Ghub - Knowledge Base: Developing Tools: Using submit

Submit functionality enables qualified users to execute certain codes on the compute cluster. In order to use submit functionality, you must have access to the HUBzero Workspace and be a member of the Submit group. These notes describe how to run simple tests of the submit command on the HUBzero instance. All submit commands are run from the HUBzero Workspace command line (alternately, Jupyter Terminal or noVNC terminal).

Basic information
Prerequisites
Running remote submit
Debugging and metrics
Specifying cores and nodes
Worked examples
More information

Basic information

For submit usage information and information about configured venues, managers, or tools, type the help command:

$ submit --help venues | managers | tools

Available venues

We have defined several submit venues for general-compute and debug partitions on the CCR cluster. Use "submit --help" to list them, for example:

$ submit --help venues
Currently available VENUES are:
   ccr-ghub
   ccr-ghub-8cores
   ccr-ghub-debug
   ccr-ghub-script
   submithost
   u2-grid
   u2-grid-debug

Specifying the venue in your submit call, with the -v switch, will determine the characteristics of the nodes where your job will be scheduled by the resource manager, Slurm. These parameters are handled behind the scenes in configuration scripts.

The debug partition's nodes have a smaller number of cores per node and a limited walltime (1 hour); these are useful for ensuring the overall soundness of your call; the general-compute nodes (u2-grid and ccr-ghub venues) have up to 40 cores per node and a 72-hour walltime limit.

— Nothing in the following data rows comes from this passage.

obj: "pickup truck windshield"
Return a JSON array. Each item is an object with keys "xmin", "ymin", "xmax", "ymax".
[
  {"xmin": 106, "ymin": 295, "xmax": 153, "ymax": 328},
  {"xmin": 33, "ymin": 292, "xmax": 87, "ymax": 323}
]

Refer to CCR cluster documentation for further information about SLURM job scheduler, cluster partitions, and other particulars of the compute cluster.

Choosing a venue

You may not have access to all venues that are listed. If you are running Ghub jobs, please use the ccr-ghub venues (please only use ccr-ghub-8cores if you need extra processing power and only after you have first run using ccr-ghub); legacy Vhub jobs will likely need to use the u2-grid venues.

Default partition processors-per-node

Default cores per node values are set as follows for the submit venues. Consult "Submit parameters" for how to override these cores per node values on the command line.

submit venue	cluster partition	default cores per node
u2-grid	general-compute	8
u2-grid-debug	debug	2
ccr-ghub	general-compute	8
ccr-ghub-debug	debug	2

Maximum active jobs

This gateway is a shared resource, and all job submissions to the cluster run under a common user. The following maximum active job counts are enforced on submit. Note that your job may be held silently if you have submitted too many!

submit venue	cluster partition	maximum active jobs
u2-grid	general-compute	300
u2-grid-debug	debug	2
ccr-ghub	general-compute	300
ccr-ghub-debug	debug	2

Prerequisites

In order to use submit functionality, you must have access to the HUBzero Workspace (or the Jupyter Terminal or noVNC terminal) and be a member of the Submit group.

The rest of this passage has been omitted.